SVA comment on Terrorist Attack
Sheldon Adelson’s casino in Singapore has narrowly dodged becoming the target of a terror attack.
On Friday, Indonesian authorities announced that they’d arrested six individuals suspected of plotting a terror attack on Singapore’s Marina Bay district, the home of Las Vegas Sands’ Marina Bay Sands integrated resort.
Police said the six individuals planned to fire rockets at Marina Bay from Batam, an Indonesian island located across the Strait of Singapore. The men were detained following a series of raids on multiple locations, including one at which weapons were found.
Police have so far declined to specify what type of weapons had been seized but the Straits Times quoted a neighbor of one of the arrested men saying that police had found a bomb that had “already been assembled.”
The detained individuals are allegedly part of the KGR@Katibah terrorist group. They are believed to have had help organizing the attack from Muhammad Bahrun Naim, an Indonesian currently fighting in Syria as part of the ISIS terror group. Bahrun is suspected of involvement in January’s terror attack in Jakarta that killed eight people.

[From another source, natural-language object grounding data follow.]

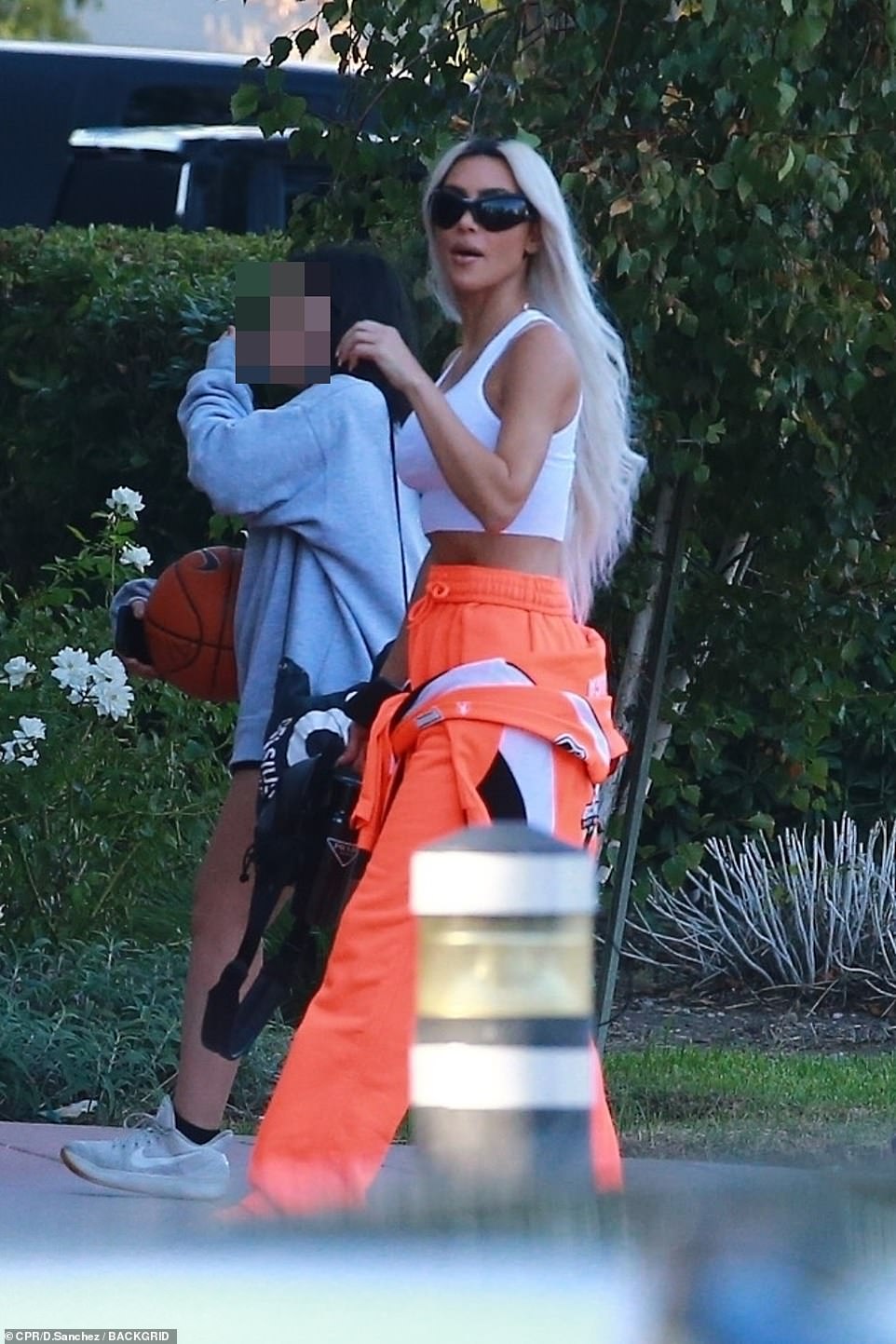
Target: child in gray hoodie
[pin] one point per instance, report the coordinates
(333, 546)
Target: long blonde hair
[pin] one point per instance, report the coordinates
(607, 470)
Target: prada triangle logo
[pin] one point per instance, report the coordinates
(343, 851)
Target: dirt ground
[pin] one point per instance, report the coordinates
(744, 1018)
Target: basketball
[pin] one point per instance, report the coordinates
(190, 622)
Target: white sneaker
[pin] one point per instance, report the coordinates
(154, 1159)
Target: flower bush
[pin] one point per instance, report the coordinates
(106, 794)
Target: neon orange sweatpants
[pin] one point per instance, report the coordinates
(344, 1086)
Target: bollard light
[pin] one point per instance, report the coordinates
(501, 1067)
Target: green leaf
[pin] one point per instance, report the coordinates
(790, 158)
(305, 41)
(808, 30)
(786, 97)
(722, 176)
(281, 50)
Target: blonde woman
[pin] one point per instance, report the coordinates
(520, 454)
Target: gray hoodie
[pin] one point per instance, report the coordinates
(313, 484)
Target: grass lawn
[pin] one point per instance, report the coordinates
(699, 1101)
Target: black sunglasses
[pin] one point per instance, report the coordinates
(495, 214)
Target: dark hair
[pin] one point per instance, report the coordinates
(366, 288)
(479, 147)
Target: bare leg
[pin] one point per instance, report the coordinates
(221, 909)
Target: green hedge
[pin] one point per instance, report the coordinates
(101, 330)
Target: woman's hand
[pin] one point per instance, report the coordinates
(355, 750)
(383, 347)
(133, 666)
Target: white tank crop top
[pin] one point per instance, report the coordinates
(544, 512)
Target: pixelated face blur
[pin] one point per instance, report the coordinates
(282, 323)
(473, 257)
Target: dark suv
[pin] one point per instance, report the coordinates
(103, 135)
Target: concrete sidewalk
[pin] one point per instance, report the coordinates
(40, 1201)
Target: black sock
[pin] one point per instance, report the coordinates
(192, 1132)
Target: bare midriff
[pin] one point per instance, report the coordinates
(527, 554)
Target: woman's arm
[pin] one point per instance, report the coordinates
(537, 390)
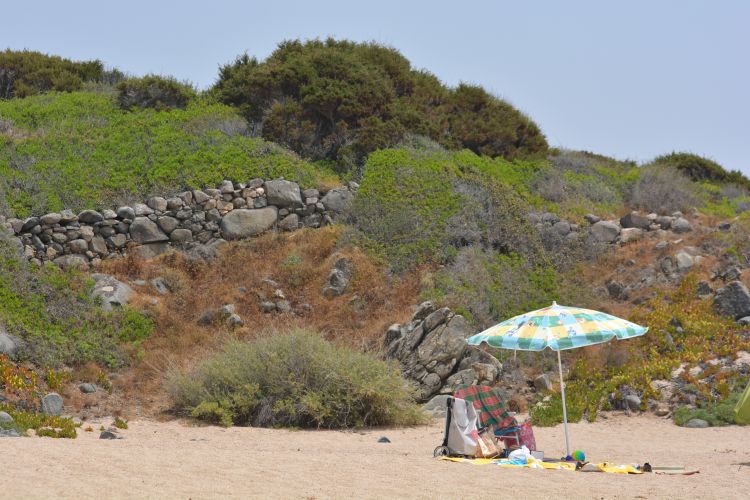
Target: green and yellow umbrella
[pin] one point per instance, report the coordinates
(558, 328)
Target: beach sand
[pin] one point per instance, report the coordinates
(177, 460)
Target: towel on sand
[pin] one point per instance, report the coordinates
(533, 463)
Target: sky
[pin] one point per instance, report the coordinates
(631, 79)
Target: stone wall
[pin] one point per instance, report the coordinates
(190, 220)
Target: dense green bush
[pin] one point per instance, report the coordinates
(487, 286)
(716, 414)
(294, 379)
(152, 91)
(51, 312)
(340, 100)
(43, 425)
(663, 190)
(593, 381)
(578, 182)
(80, 150)
(416, 206)
(25, 73)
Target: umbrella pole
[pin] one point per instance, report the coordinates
(565, 410)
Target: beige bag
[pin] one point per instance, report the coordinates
(486, 446)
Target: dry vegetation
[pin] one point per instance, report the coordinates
(244, 274)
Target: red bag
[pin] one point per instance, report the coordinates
(525, 437)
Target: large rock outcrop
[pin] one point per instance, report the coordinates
(112, 292)
(185, 220)
(243, 223)
(434, 355)
(733, 300)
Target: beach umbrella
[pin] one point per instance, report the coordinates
(558, 328)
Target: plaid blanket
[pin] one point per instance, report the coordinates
(488, 405)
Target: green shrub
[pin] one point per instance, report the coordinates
(716, 414)
(43, 425)
(699, 169)
(578, 182)
(81, 151)
(294, 379)
(340, 100)
(51, 311)
(663, 190)
(491, 286)
(418, 206)
(592, 381)
(25, 73)
(490, 126)
(152, 91)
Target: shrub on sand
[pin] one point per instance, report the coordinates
(296, 379)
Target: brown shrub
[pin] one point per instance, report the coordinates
(298, 262)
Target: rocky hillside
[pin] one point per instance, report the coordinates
(138, 238)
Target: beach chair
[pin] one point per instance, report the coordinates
(491, 412)
(460, 429)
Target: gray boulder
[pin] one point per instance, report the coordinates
(605, 232)
(126, 213)
(591, 218)
(144, 230)
(441, 348)
(50, 219)
(160, 285)
(664, 221)
(112, 292)
(243, 223)
(72, 262)
(630, 234)
(562, 227)
(283, 193)
(87, 388)
(685, 261)
(181, 235)
(733, 300)
(52, 404)
(338, 200)
(90, 217)
(289, 223)
(681, 225)
(542, 383)
(9, 344)
(150, 250)
(696, 423)
(632, 402)
(437, 407)
(338, 278)
(634, 220)
(168, 224)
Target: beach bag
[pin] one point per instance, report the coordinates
(526, 434)
(525, 438)
(486, 446)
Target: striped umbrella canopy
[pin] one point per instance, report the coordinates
(557, 327)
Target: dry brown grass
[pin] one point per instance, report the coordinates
(299, 262)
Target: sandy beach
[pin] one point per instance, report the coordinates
(177, 460)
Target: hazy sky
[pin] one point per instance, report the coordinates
(631, 79)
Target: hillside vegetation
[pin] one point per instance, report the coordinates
(80, 150)
(457, 200)
(340, 100)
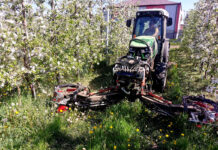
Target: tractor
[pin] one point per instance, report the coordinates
(145, 66)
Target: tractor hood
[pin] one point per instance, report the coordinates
(150, 40)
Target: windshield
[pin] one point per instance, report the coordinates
(150, 26)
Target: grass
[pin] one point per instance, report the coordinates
(33, 124)
(127, 125)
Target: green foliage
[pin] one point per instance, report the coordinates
(200, 36)
(174, 89)
(127, 125)
(55, 42)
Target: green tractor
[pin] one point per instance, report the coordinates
(145, 65)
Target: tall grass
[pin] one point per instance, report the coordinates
(127, 125)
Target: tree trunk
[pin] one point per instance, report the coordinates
(54, 38)
(27, 57)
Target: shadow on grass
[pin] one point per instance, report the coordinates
(104, 77)
(56, 138)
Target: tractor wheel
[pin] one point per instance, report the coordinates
(160, 77)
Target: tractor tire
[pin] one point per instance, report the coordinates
(160, 77)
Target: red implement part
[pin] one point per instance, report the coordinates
(62, 108)
(71, 90)
(203, 105)
(101, 91)
(159, 98)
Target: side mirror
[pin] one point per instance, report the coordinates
(128, 22)
(169, 21)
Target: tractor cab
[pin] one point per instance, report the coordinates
(145, 65)
(150, 26)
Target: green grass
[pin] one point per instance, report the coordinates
(127, 125)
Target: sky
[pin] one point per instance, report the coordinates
(187, 4)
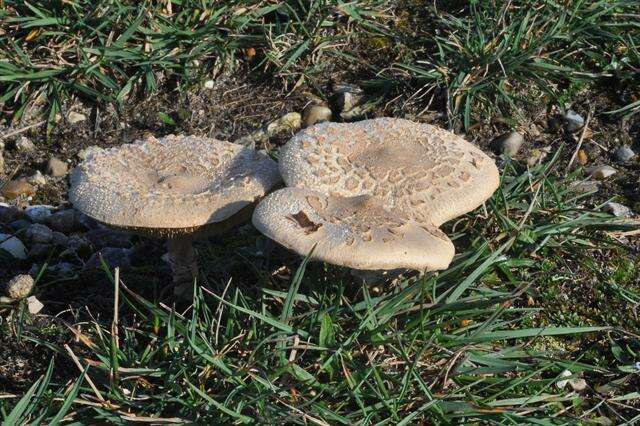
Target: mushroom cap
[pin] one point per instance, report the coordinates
(173, 185)
(429, 174)
(350, 231)
(19, 286)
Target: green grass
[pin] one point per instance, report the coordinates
(477, 59)
(462, 345)
(487, 56)
(105, 51)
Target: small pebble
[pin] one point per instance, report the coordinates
(62, 269)
(290, 122)
(24, 144)
(34, 305)
(586, 186)
(349, 96)
(601, 172)
(62, 221)
(572, 121)
(84, 153)
(313, 114)
(18, 188)
(20, 224)
(13, 246)
(508, 144)
(58, 239)
(583, 158)
(624, 154)
(19, 286)
(538, 155)
(617, 209)
(40, 251)
(38, 213)
(75, 117)
(38, 233)
(57, 167)
(37, 179)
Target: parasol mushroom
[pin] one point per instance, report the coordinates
(427, 173)
(177, 187)
(350, 231)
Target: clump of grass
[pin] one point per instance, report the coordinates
(450, 347)
(486, 56)
(105, 51)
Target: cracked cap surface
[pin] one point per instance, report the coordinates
(427, 173)
(350, 231)
(171, 183)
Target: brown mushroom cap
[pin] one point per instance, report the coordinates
(429, 174)
(173, 185)
(350, 231)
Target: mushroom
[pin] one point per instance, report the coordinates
(350, 231)
(427, 173)
(176, 187)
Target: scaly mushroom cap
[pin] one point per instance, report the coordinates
(355, 231)
(171, 185)
(429, 174)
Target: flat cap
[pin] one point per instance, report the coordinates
(350, 231)
(427, 173)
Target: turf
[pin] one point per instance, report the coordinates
(467, 344)
(543, 281)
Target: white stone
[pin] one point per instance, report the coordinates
(37, 179)
(86, 152)
(39, 213)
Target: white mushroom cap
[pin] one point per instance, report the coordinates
(354, 232)
(429, 174)
(171, 185)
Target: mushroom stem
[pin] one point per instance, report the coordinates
(183, 260)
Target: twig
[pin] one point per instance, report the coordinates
(77, 362)
(582, 135)
(114, 323)
(24, 129)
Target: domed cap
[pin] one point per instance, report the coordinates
(172, 184)
(429, 174)
(350, 231)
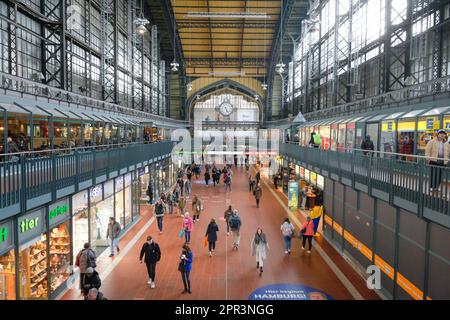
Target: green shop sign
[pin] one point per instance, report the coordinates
(58, 212)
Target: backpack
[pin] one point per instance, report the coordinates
(317, 139)
(234, 222)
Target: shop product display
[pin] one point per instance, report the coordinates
(59, 255)
(33, 270)
(7, 276)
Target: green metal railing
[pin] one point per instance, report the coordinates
(412, 185)
(32, 175)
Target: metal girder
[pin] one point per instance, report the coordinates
(109, 49)
(226, 61)
(53, 55)
(224, 25)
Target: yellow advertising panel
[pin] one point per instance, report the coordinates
(428, 124)
(388, 126)
(406, 126)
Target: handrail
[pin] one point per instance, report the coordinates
(58, 94)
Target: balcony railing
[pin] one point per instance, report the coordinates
(31, 179)
(406, 184)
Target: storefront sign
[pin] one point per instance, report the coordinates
(119, 183)
(293, 194)
(31, 225)
(320, 181)
(58, 212)
(96, 193)
(6, 236)
(285, 291)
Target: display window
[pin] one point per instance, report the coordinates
(100, 214)
(341, 137)
(59, 255)
(350, 136)
(7, 262)
(325, 133)
(426, 131)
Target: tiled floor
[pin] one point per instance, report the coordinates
(229, 274)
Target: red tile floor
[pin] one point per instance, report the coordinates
(229, 274)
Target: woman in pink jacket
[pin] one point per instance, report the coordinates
(187, 226)
(307, 232)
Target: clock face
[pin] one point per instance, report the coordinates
(226, 108)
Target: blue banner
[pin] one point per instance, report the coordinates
(286, 291)
(293, 194)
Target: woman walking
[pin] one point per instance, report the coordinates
(307, 232)
(288, 231)
(259, 249)
(211, 233)
(185, 267)
(187, 227)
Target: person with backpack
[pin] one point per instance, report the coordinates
(227, 215)
(207, 177)
(85, 259)
(257, 193)
(91, 280)
(159, 214)
(211, 234)
(307, 233)
(235, 226)
(152, 253)
(113, 235)
(150, 194)
(258, 177)
(182, 205)
(187, 227)
(260, 247)
(197, 208)
(185, 267)
(288, 231)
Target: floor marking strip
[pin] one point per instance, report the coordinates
(347, 284)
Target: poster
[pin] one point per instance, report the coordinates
(293, 194)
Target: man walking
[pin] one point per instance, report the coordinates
(159, 214)
(152, 254)
(113, 235)
(257, 193)
(235, 226)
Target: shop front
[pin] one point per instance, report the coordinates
(7, 262)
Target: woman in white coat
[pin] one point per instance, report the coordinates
(260, 247)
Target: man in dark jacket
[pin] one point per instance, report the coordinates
(152, 255)
(367, 144)
(91, 280)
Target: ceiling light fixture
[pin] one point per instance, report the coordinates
(228, 15)
(227, 73)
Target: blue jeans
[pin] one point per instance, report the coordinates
(113, 243)
(287, 242)
(159, 220)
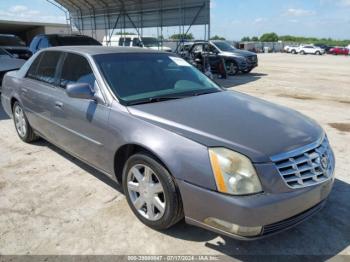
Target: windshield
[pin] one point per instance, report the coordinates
(150, 42)
(139, 78)
(75, 40)
(224, 47)
(11, 41)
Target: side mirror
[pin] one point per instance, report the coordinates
(80, 91)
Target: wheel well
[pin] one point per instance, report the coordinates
(123, 154)
(13, 100)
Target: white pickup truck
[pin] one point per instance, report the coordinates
(308, 49)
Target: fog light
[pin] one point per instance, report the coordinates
(232, 228)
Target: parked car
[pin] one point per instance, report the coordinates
(15, 46)
(8, 63)
(180, 144)
(339, 51)
(235, 60)
(135, 41)
(44, 41)
(289, 48)
(326, 48)
(308, 49)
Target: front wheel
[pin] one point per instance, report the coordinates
(247, 71)
(24, 130)
(151, 192)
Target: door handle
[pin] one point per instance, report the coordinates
(58, 104)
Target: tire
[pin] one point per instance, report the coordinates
(232, 68)
(23, 128)
(247, 71)
(140, 196)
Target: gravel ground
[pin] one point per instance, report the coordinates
(52, 204)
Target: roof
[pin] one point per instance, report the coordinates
(100, 50)
(108, 14)
(17, 27)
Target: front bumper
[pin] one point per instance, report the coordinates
(274, 212)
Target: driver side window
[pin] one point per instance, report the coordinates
(76, 69)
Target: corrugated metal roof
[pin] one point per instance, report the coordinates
(103, 14)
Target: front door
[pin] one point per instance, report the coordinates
(83, 124)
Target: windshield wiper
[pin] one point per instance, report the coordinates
(155, 99)
(206, 92)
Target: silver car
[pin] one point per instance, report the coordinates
(181, 146)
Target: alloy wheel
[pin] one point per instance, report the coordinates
(146, 192)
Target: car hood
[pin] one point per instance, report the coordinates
(253, 127)
(7, 64)
(238, 52)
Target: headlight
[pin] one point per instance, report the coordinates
(234, 173)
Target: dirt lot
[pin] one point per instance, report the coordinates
(51, 203)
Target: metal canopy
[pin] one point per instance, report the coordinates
(117, 14)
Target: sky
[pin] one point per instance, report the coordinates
(232, 19)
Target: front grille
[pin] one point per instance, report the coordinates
(290, 222)
(252, 59)
(311, 165)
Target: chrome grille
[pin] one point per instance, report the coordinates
(252, 59)
(308, 166)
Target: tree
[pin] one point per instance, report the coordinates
(126, 33)
(216, 37)
(269, 37)
(182, 36)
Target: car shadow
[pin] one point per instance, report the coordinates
(324, 235)
(99, 175)
(3, 115)
(239, 79)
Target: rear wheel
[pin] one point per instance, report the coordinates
(232, 68)
(24, 130)
(247, 71)
(151, 192)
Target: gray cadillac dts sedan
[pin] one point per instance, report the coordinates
(181, 146)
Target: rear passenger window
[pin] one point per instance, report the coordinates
(34, 67)
(47, 67)
(124, 41)
(76, 69)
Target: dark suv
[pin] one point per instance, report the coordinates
(235, 60)
(15, 46)
(44, 41)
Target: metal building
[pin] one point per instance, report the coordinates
(92, 16)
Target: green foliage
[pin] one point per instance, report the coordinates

The Jakarta Post reported that Indonesian authorities were acting on a tip from their Singapore counterparts. Singapore defense minister Ng Eng Hen posted a Facebook message saying that everyone “should assume that there may be more plots, other terror cells on the lookout for ways and new munitions to penetrate our defenses.”
Marina Bay is a popular hub for international tourists, as it offers a mix of residential, commercial and hotel and entertainment options, and Marina Bay Sands is one of its most visibly striking features. There is no evidence that the casino was a specific target of the plot.
Following January’s attacks in Jakarta, Hong Kong-based risk consultancy Steve Vickers and Associates released a threat assessment that suggested terrorists might be considering a “spectacular attack on a soft target such as a mall in Australia or a casino in Macau.”
The Vickers report suggested that Macau’s gaming sector offered a “nexus of Chinese, American and Jewish interests” that a terror group would find particularly appealing. Adelson and Wynn Resorts’ chairman Steve Wynn are both Jewish.